There is a difference between enabling a mobile workforce and enabling a BYOD (bring-your-own-device) workforce.
Companies need to mobilize, that is without question -- but for too long BYOD has become nearly synonymous with this effort. In reality, BYOD is just one of the ways enterprises can mobilize, and in many cases, it is not the most secure, or necessarily the most cost-efficient way to do so.
The Aberdeen Group found that BYOD, on average, costs companies 33 percent more than adopting a company-owned device policy. This is particularly surprising because, at first glance, BYOD seems to be the ultimate cost saver.
Your employees buy their own devices, equipping themselves with the resources needed to be mobile. The ROI seems incredibly high because there is very little initial investment. But the problem comes in when companies jump on the BYOD bandwagon without properly assessing the associated costs and coinciding risks.

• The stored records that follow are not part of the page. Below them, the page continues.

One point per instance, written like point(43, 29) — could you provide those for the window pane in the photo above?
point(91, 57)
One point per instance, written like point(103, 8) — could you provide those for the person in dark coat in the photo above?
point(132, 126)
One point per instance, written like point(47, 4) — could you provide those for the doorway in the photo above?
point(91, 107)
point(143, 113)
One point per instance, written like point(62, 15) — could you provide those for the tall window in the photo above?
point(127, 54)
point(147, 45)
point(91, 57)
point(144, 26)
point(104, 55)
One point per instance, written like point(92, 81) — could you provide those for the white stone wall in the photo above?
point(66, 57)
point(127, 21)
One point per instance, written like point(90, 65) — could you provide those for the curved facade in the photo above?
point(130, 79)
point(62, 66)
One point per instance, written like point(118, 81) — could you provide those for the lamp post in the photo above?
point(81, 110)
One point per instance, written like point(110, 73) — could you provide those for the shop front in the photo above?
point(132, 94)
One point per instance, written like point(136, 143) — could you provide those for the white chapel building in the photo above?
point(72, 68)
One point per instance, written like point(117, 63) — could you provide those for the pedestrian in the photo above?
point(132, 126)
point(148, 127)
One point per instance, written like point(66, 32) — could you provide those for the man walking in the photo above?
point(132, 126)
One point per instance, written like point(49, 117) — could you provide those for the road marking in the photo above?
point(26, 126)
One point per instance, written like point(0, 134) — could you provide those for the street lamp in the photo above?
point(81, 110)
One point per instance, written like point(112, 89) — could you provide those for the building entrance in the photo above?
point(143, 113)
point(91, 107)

After all, it's foolish to believe BYOD, a drastic departure from typical corporate protocol, comes without costs.
For one, BYOD requires significant cross-departmental overhead to ensure that everyone involved in employee administration is on the same page. This includes executives from IT, human resources, finance and other different departments.
If an enterprise has a particularly mobile sales force, which many companies do, then the head of that division needs to be on board, as well. Accordingly, rules and protocols need to be developed, refined and then implemented in order to educate employees on the proper use of their now hybrid personal/professional devices that will be with them at all times. In order to coordinate and execute these protocols, time must be taken from all departments -- time that could be devoted elsewhere.

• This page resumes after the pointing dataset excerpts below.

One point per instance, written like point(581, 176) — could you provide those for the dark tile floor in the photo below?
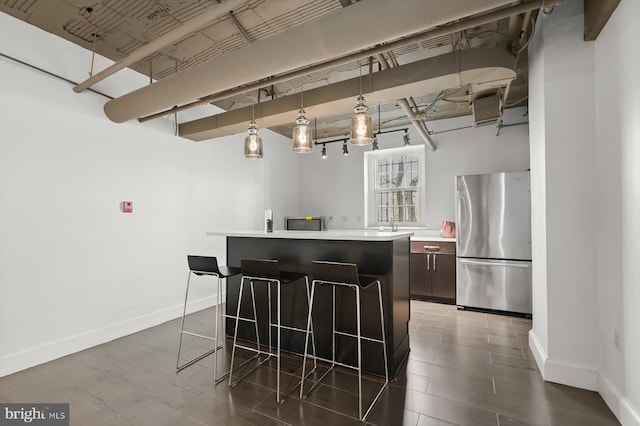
point(465, 368)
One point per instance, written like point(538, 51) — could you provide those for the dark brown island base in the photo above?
point(384, 255)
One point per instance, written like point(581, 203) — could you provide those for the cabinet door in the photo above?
point(418, 278)
point(443, 276)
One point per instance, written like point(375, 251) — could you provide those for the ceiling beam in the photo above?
point(171, 37)
point(596, 15)
point(336, 34)
point(490, 67)
point(417, 38)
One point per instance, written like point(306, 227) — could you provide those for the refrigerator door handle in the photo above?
point(480, 262)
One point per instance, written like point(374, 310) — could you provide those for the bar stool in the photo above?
point(266, 271)
point(345, 275)
point(205, 266)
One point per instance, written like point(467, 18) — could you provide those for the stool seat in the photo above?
point(338, 274)
point(205, 266)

Security can also be a dangerous and costly concern for companies implementing a BYOD culture. Enterprises need to protect themselves from employees unwittingly exposing company data to insecure networks and people outside their organizations.
Because so many individuals own multiple mobile devices these days, a single employee could conceivably access an employer's corporate network from upward of a half-dozen different devices. This makes developing the protocols around BYOD exceedingly complicated.

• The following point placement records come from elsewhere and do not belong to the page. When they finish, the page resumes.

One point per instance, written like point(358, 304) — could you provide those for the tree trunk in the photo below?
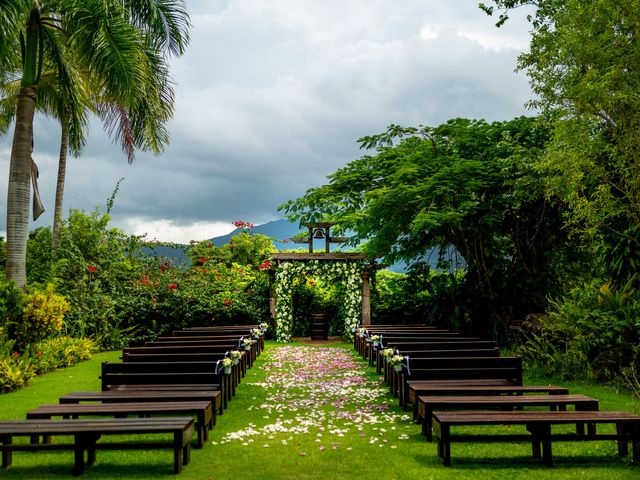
point(62, 171)
point(19, 190)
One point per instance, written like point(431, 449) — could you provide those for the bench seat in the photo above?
point(427, 404)
point(418, 388)
point(202, 410)
point(538, 424)
point(86, 434)
point(148, 395)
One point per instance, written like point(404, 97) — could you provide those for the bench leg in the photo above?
point(78, 454)
point(178, 452)
point(7, 454)
point(541, 436)
point(444, 445)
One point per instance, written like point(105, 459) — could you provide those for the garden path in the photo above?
point(322, 394)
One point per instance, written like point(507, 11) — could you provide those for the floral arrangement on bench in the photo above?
point(387, 353)
point(396, 362)
point(235, 356)
point(227, 363)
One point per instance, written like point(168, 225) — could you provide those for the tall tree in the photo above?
point(119, 46)
point(468, 185)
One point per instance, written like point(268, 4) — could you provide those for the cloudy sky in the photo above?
point(272, 96)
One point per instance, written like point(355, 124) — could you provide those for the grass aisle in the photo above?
point(309, 412)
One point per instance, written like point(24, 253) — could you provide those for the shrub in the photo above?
point(59, 352)
point(11, 306)
point(593, 332)
point(43, 315)
point(14, 373)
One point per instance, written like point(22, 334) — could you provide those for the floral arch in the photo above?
point(350, 269)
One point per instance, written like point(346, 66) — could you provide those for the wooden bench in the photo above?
point(207, 374)
point(86, 434)
point(147, 395)
point(538, 424)
point(202, 410)
point(421, 388)
point(480, 370)
point(463, 352)
point(240, 372)
point(427, 404)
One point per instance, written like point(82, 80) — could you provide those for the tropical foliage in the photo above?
point(468, 188)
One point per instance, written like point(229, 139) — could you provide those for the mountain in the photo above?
point(279, 231)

If security is a priority, then VPN software will be an absolute necessity. This requires locating a VPN that can work properly across a wide range of devices and operating systems. Then, depending on the type of software used, this could involve installing software on every device an employee plans to use, from an iPhone to a home desktop.
Bear in mind, even under these most stringent of security circumstances, particularly in BYOD cultures, employees may believe it is acceptable to access sensitive information from, say, a friend's computer or a public terminal, in the process leaving the network particularly vulnerable.
This begs some essential questions: Who is responsible for the damage that might be incurred when company security is compromised via employee-owned devices? Who determines who is responsible? What is proper punishment? These need to be answered, especially if the compromised information has legal ramifications.
Then, of course, there is the issue of employees leaving the company. Where does a CIO draw the line between respecting the former employee's privacy, and mandating that personal devices be scanned so that he or she does not leave while still being able to access the company network and documents? For companies that embrace mobility through employer-issued devices, these types of questions do not require exploration.
This is not to say that BYOD should be outright banned or wholly discouraged. Rather, at companies, particularly those with high-risk profiles, CIOs should consider investing in company-owned mobile devices for employee issuance. Doing so would allow for greater oversight of the entire network and ensure higher security.
Unlike in BYOD environments, the CIOs could dictate which devices and operating systems are used across the company, in addition to standardizing applications installed for remote access. There would certainly be an initial investment in devices, but this might be offset by fewer hours spent on security implementation and coordination between departments. And the bottom line is, eschewing BYOD leaves enterprises with more control over what happens with -- and on -- the devices rightfully owned by them.
Mobility is no longer an option. It is a requisite for survival. And with the incredible advances made in handheld devices over the last decade, there is an undeniable pull toward employees using their own resources to work from home or the road -- and an even stronger pull to indulge in these perceived cost savings.
And while trends as powerful as BYOD should not be ignored, their consequences should, at the very least, be fully considered.